Mark Raizen’s physics research at The University of Texas at Austin marries theory and experiments, pushing the boundaries of quantum mechanics — the branch of physics that studies how matter and energy behave at the scale of individual atoms and subatomic particles — most notably in the field of medicine.
“There are still things about quantum mechanics that we don’t understand,” said Raizen, professor of physics and pediatrics. “And once you understand them, who knows what becomes possible?”
Raizen and other researchers at his UT lab are searching for new possibilities in health and medicine linked to quantum mechanics. Work at the lab, which delves into atomic, molecular and optical physics, drives research that spans:
- Early exploration of how to develop an electronic “nose” capable of detecting melanoma from skin odor and radioisotopes precise enough to destroy individual cancer cells.
- Identification of potential new biomarkers to develop more efficient, reliable ways to diagnose chronic kidney disease using quantum sensing.
- Use of medical isotopes to better understand radioactive decay, the process of an unstable atom breaking down and releasing energy, and applying that knowledge to disease detection and treatment.
In 2024, Raizen’s lab became involved in the newly established Copenhagen Center for Biomedical Quantum Sensing, a nearly $22 million initiative funded by the Novo Nordisk Foundation. Raizen is one of three co-principal investigators for the center, where he’s exploring how quantum sensing can aid the global fight against iron deficiency.
What follows is a conversation with Raizen about quantum mechanics — its century-old unanswered questions, its practical limits, its place at UT, and the new frontier of quantum sensing, which he believes could transform how we detect and treat diseases.
How would you describe quantum sensing in everyday terms?
Quantum sensing reaches the sensitivity of counting atoms or counting photons — you’re really limited by the discreteness of the particles that you’re measuring. One of our projects, still under development, is to develop a quantum-limited electronic nose — a device that would literally be able to smell a patient. We envision it could even one day lead to a home test where a patient would use something like a little handheld vacuum cleaner, put an activated charcoal filter on it, and sniff their skin.
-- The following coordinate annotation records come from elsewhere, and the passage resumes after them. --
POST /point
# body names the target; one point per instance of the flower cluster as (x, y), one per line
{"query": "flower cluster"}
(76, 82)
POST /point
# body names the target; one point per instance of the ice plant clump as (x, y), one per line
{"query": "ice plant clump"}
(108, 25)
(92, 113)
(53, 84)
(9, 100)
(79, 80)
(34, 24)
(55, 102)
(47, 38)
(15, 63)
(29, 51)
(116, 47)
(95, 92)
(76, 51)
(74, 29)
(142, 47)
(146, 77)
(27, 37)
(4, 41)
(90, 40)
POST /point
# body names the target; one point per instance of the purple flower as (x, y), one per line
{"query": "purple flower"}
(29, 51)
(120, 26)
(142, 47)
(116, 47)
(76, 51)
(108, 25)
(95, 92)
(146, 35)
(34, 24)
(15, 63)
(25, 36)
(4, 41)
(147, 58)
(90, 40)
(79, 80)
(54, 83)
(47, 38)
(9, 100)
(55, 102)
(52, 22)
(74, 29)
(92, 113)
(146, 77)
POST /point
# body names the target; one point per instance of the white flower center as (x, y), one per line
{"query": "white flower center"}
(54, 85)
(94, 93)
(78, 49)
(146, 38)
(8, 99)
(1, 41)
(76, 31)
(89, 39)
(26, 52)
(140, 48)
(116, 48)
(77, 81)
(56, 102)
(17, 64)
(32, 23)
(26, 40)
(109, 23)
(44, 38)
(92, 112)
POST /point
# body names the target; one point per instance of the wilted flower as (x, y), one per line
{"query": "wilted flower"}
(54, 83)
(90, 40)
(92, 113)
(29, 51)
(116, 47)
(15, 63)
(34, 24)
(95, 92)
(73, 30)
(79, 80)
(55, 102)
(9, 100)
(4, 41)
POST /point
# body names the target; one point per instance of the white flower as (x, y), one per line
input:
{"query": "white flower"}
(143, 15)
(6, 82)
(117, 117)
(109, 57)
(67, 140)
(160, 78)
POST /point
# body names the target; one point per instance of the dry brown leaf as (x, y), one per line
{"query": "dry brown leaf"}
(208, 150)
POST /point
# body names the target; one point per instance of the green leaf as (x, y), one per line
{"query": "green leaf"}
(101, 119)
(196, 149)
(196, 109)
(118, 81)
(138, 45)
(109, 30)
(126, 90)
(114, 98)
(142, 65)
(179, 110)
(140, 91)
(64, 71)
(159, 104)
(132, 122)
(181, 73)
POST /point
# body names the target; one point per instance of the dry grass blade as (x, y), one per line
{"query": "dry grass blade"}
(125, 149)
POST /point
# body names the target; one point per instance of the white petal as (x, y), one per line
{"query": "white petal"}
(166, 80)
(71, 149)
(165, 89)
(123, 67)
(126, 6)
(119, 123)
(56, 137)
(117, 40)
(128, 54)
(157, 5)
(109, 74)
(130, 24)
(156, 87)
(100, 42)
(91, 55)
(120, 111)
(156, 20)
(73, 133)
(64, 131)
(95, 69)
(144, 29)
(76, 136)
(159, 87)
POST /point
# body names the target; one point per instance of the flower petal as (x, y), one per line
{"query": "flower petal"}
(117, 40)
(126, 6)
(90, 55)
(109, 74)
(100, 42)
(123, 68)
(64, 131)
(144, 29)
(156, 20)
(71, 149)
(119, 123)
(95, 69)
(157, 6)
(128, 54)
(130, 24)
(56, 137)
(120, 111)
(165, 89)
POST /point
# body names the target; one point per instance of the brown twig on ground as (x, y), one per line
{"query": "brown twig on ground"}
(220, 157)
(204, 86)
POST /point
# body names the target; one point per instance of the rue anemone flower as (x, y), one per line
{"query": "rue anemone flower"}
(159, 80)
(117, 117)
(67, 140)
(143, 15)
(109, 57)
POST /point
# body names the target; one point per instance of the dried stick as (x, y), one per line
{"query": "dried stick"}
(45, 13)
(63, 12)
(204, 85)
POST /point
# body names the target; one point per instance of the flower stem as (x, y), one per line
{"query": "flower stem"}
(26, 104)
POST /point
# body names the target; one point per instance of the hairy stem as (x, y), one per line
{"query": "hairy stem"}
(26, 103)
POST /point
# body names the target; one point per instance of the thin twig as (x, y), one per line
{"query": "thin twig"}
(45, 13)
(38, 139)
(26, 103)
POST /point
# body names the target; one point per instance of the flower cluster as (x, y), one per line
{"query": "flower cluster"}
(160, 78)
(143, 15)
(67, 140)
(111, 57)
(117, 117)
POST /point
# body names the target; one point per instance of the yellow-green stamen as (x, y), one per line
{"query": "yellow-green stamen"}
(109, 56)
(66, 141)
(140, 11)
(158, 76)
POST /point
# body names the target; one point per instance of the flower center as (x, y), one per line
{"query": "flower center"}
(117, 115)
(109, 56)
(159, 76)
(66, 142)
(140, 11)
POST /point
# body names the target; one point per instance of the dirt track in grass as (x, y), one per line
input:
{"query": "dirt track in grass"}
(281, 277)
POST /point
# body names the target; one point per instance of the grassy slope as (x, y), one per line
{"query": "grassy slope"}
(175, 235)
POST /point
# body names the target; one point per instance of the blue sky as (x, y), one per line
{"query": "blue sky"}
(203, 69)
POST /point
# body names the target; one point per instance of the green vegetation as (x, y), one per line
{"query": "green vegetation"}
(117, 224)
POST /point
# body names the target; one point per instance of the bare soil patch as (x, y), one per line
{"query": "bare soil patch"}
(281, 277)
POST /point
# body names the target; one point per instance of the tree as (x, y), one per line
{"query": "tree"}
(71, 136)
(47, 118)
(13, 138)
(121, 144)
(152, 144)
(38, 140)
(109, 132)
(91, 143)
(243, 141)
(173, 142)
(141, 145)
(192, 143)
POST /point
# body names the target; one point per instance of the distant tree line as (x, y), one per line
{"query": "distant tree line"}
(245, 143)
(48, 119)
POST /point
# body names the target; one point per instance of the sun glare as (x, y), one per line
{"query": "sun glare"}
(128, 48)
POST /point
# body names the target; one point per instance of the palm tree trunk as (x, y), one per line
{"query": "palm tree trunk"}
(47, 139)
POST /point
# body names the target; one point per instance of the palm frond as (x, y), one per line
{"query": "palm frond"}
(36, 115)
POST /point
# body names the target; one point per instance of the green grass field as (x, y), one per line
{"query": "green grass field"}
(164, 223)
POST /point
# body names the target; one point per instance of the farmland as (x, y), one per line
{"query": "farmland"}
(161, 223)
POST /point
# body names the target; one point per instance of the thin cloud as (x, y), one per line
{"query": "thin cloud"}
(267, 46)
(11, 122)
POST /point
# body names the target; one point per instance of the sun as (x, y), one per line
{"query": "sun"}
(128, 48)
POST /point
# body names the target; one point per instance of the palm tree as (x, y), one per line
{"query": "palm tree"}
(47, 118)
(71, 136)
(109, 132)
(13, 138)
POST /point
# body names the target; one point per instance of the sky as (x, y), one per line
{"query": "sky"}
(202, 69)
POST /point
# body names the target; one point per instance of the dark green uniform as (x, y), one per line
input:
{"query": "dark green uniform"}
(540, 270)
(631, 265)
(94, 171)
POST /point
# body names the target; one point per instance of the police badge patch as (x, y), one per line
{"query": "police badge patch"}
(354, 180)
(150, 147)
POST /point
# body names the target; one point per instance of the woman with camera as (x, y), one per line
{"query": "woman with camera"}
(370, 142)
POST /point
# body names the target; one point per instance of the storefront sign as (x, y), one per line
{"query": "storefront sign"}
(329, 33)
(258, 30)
One of the deadliest forms of cancer is melanoma. It metastasizes, and the cure rate of Stage 4 melanoma is low, but it’s easily preventable. It’s been proven that trained dogs can smell melanoma. The cancer is on the skin, so it actually has an odor — some cocktail of volatile organic compounds. The dog doesn’t know what they’re smelling, but they’ve been trained through biopsies. There’s never going to be enough trained dogs to do it at scale.
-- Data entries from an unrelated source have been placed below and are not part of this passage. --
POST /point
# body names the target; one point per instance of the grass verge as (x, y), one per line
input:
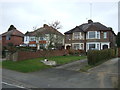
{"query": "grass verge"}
(32, 65)
(87, 67)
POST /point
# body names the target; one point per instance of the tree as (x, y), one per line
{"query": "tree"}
(118, 39)
(56, 24)
(11, 27)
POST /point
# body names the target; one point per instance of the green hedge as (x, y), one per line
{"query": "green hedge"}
(97, 56)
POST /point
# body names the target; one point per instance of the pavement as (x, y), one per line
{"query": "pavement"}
(74, 66)
(102, 76)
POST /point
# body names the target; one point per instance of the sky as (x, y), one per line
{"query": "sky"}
(26, 14)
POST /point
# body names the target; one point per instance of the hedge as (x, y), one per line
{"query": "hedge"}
(97, 56)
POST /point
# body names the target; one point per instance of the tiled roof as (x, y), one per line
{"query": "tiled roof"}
(84, 27)
(43, 30)
(14, 32)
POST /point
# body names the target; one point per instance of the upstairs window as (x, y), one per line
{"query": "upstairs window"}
(105, 35)
(76, 46)
(93, 35)
(77, 35)
(67, 37)
(32, 39)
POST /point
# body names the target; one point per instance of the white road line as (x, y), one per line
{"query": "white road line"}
(12, 85)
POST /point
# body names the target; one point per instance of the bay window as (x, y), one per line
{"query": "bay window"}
(77, 46)
(93, 46)
(93, 35)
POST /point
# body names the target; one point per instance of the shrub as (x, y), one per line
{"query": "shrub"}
(97, 56)
(76, 52)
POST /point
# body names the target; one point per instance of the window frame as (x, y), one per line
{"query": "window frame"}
(96, 36)
(104, 35)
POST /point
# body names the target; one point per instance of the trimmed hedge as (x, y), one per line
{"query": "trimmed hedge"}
(97, 56)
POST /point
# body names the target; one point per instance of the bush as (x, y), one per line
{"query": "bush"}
(76, 52)
(97, 56)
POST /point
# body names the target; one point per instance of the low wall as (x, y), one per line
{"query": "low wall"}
(118, 52)
(24, 55)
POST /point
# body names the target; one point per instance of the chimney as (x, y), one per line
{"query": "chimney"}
(45, 26)
(90, 21)
(11, 27)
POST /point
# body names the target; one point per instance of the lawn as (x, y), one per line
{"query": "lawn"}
(32, 65)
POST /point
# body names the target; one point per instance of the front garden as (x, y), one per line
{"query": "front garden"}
(32, 65)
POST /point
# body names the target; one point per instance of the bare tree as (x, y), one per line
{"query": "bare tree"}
(56, 24)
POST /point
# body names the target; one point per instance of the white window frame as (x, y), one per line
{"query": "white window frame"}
(81, 36)
(97, 45)
(33, 37)
(67, 45)
(104, 35)
(105, 43)
(78, 36)
(32, 45)
(97, 35)
(79, 46)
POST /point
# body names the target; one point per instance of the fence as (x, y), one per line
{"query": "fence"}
(24, 55)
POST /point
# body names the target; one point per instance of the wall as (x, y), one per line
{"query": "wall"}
(16, 40)
(24, 55)
(118, 52)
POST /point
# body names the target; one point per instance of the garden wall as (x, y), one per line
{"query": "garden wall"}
(24, 55)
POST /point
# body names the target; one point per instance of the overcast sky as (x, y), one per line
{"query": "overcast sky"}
(25, 15)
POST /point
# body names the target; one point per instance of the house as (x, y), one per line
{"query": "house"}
(13, 36)
(91, 35)
(44, 38)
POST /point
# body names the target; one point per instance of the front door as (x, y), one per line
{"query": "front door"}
(105, 46)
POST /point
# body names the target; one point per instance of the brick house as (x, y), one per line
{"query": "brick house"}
(43, 37)
(91, 35)
(13, 36)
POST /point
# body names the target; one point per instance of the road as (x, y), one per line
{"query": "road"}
(103, 76)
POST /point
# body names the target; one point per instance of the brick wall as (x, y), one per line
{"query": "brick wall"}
(16, 40)
(24, 55)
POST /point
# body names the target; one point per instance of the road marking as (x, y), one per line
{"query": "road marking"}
(13, 85)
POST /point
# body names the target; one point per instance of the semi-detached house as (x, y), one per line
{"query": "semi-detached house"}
(44, 37)
(91, 35)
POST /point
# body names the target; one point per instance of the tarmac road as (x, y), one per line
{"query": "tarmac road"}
(103, 76)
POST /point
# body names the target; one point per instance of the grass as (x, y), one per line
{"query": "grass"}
(87, 67)
(32, 65)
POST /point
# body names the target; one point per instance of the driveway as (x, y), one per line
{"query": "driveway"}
(103, 76)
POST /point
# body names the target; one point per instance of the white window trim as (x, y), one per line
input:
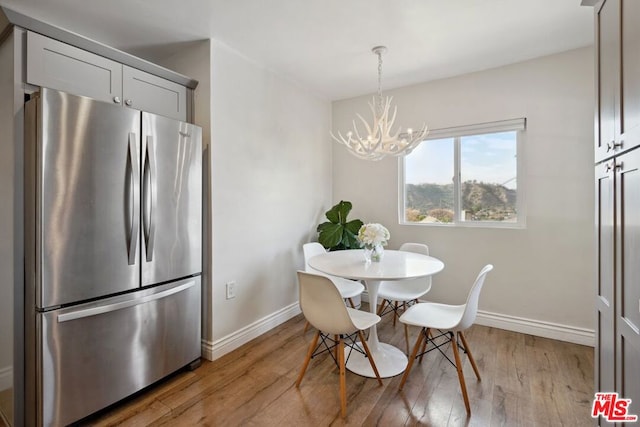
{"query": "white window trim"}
(518, 125)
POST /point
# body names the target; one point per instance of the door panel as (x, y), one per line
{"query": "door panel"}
(172, 199)
(137, 338)
(605, 296)
(608, 65)
(628, 278)
(87, 161)
(147, 92)
(57, 65)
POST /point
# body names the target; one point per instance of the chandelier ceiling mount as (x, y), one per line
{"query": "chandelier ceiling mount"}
(378, 139)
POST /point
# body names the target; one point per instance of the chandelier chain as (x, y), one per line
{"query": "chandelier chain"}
(379, 107)
(379, 139)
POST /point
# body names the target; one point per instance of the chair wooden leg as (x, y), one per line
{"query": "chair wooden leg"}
(369, 356)
(467, 349)
(314, 342)
(412, 358)
(463, 386)
(395, 313)
(343, 380)
(406, 338)
(424, 345)
(381, 308)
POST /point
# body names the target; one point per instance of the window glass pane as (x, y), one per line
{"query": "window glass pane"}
(488, 170)
(429, 182)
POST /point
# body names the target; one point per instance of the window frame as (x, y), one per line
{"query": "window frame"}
(519, 126)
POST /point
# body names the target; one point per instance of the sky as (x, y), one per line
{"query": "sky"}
(489, 158)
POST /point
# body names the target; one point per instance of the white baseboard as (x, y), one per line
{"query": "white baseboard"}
(216, 349)
(6, 378)
(538, 328)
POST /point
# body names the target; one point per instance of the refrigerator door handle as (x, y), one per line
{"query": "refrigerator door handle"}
(94, 311)
(135, 187)
(150, 198)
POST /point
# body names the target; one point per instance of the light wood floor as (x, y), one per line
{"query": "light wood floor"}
(526, 381)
The prediction we have — which I think is realistic — is that the electronic nose could be far more sensitive than any dog. Plus, dogs get tired.
How do you envision quantum sensing being applied to our understanding of the human body and diseases?
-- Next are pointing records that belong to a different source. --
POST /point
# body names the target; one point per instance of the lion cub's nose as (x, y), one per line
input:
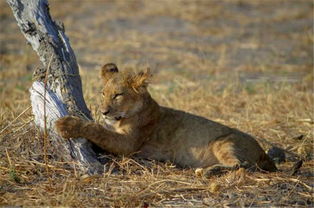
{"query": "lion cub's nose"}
(105, 112)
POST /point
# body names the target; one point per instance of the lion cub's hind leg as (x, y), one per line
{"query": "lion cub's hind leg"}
(227, 156)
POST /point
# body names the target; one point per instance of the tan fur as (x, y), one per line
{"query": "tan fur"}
(136, 124)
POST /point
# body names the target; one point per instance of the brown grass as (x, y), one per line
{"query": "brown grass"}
(247, 64)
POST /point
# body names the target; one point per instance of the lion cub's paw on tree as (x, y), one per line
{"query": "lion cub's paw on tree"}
(133, 122)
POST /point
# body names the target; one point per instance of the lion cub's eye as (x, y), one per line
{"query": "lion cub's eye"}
(117, 95)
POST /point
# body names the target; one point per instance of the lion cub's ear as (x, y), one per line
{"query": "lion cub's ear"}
(108, 70)
(141, 80)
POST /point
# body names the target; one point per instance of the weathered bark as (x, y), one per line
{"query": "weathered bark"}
(63, 83)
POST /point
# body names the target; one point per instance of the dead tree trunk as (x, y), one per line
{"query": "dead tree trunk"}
(57, 89)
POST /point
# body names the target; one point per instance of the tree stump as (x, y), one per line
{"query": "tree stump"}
(57, 89)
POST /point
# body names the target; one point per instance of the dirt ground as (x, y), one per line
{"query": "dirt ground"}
(246, 64)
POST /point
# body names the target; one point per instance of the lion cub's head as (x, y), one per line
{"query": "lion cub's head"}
(124, 93)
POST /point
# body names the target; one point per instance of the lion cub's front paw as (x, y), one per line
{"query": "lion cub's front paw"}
(69, 127)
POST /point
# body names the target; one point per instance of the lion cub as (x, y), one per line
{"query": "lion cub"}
(135, 124)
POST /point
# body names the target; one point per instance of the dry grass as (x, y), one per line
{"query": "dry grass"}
(247, 64)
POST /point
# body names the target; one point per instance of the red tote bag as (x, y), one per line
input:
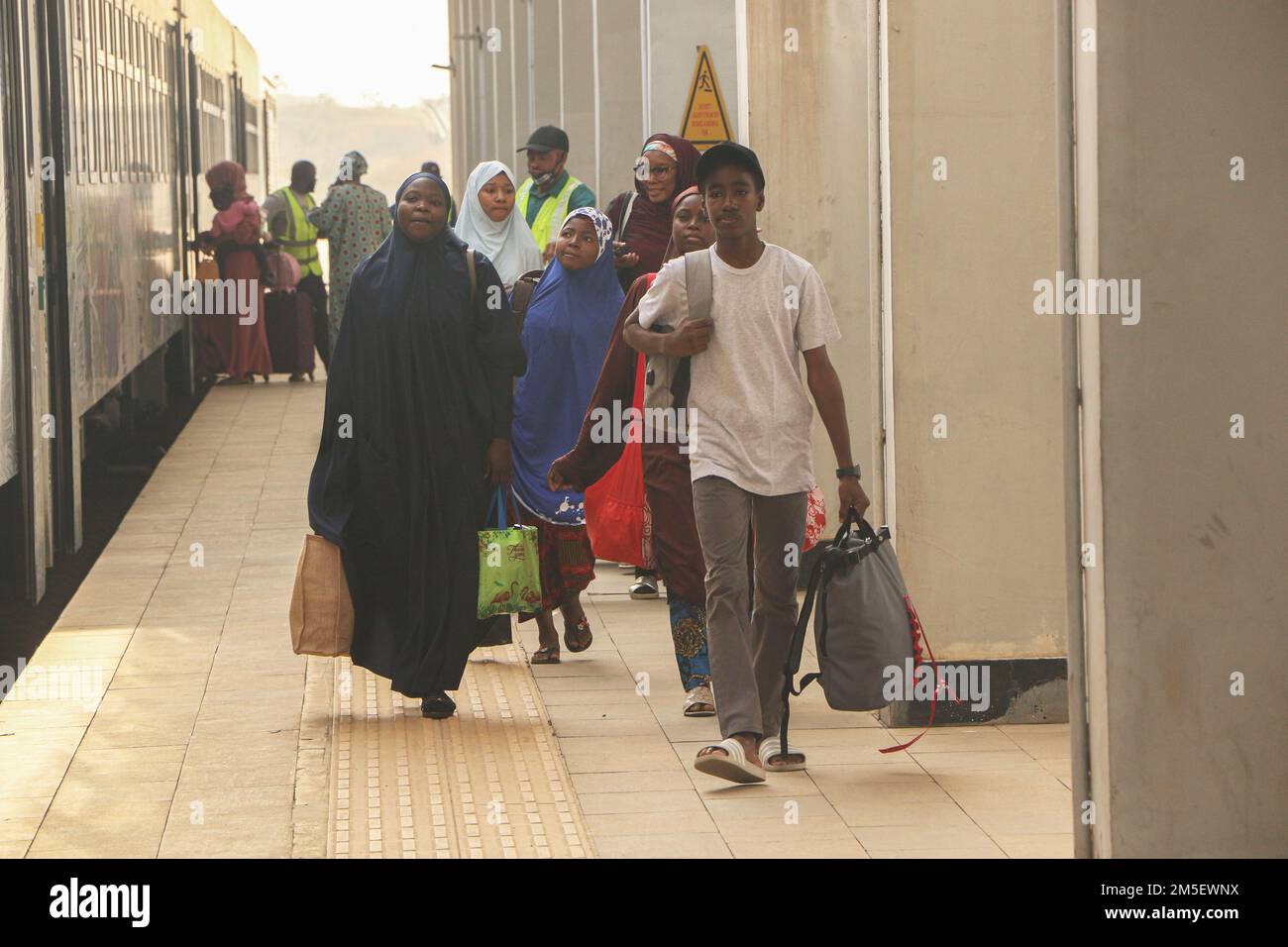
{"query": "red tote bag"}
(618, 522)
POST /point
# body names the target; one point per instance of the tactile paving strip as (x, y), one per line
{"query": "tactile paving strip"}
(484, 784)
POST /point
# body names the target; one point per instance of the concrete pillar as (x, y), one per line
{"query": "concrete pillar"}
(1196, 526)
(984, 389)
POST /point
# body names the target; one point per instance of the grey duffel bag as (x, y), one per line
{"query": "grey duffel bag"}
(863, 622)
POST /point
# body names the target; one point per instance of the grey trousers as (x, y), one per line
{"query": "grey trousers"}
(747, 656)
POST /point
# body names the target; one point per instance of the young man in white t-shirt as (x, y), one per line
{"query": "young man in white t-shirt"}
(748, 423)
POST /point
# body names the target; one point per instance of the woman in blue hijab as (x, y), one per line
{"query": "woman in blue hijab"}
(566, 334)
(416, 428)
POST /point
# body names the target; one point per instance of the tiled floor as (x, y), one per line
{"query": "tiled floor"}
(964, 791)
(166, 715)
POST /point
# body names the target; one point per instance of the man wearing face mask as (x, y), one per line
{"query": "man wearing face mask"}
(550, 192)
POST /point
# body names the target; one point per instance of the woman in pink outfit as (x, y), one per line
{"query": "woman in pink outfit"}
(235, 343)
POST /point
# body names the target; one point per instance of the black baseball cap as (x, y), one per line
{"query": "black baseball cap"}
(546, 138)
(730, 154)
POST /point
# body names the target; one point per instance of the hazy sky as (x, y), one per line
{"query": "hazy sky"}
(360, 52)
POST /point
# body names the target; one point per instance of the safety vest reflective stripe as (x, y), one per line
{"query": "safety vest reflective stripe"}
(553, 210)
(301, 237)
There is potential for a cure for cancer. There’s potential for curing infectious diseases — eradicating bacteria, viruses, fungal infections. These are big goals, and we have a lot more work to do before we can deliver on them all. But when you have a breakthrough in a new approach, big things become possible. This is the promise of basic science, of foundational discoveries. We learn what is possible only when we work hard on a problem and put resources behind unlocking answers to some of the most perplexing and persistent questions in all of science. Even today, all of us live under the shadow of cancer — ourselves and our loved ones.
What is it like to study phenomena that can’t be seen?
We’re building on tools that have been developed over the years. It’s not like I have to invent everything. We take what has been done, build on it, refine it and improve it.
Breakthroughs sometimes are enabled by new methods. My group has the patents on how to separate isotopes much more efficiently, isolate them and detect them. It’s like building a house. You have to have a solid foundation, which is the serious scientific work, and then you build on that. But the end result has to benefit people. The translation to real life is very important. I can’t emphasize that enough. That’s what really guides what I do.
What developments in quantum have enabled applications you work on to move from idea to a healthcare setting?
Laser technology, mostly. The laser is a quantum device in a way — a coherent beam of light. The laser was invented in the ’50s and continues to develop, but we couldn’t do this work without it. We also rely on nanofabrication, which allows us to fabricate things on the nano scale.
What else are you researching in quantum mechanics?
We’re building new experiments to test quantum mechanics in a very fundamental way. What I’ve proposed — and what we are going to do in my lab — is build an atomic clock with a radioactive atom. This has not been done before. Now, past work with atomic clocks has offered unprecedented accuracy in terms of measuring units of time, and that in itself connects to applications in everything from GPS satellite navigation to deep space exploration.
What we hope to do, however, is in some ways even more ambitious. We can trap individual ions and measure their clock frequency and see if it changes as they head toward decay. A radioisotope is born, created in a reactor, and then it decays. It has a half-life. We’ll work with an isotope that has a half-life of about 50 days, and we can hold on to a single atom and just keep measuring it day after day until it decays. Our hope is that all of this will point the way to new answers in quantum mechanics that have been especially hard to pin down with satisfying answers in all of these years. While we can’t know the outcome today, having that expanded foundation for understanding could prove revolutionary.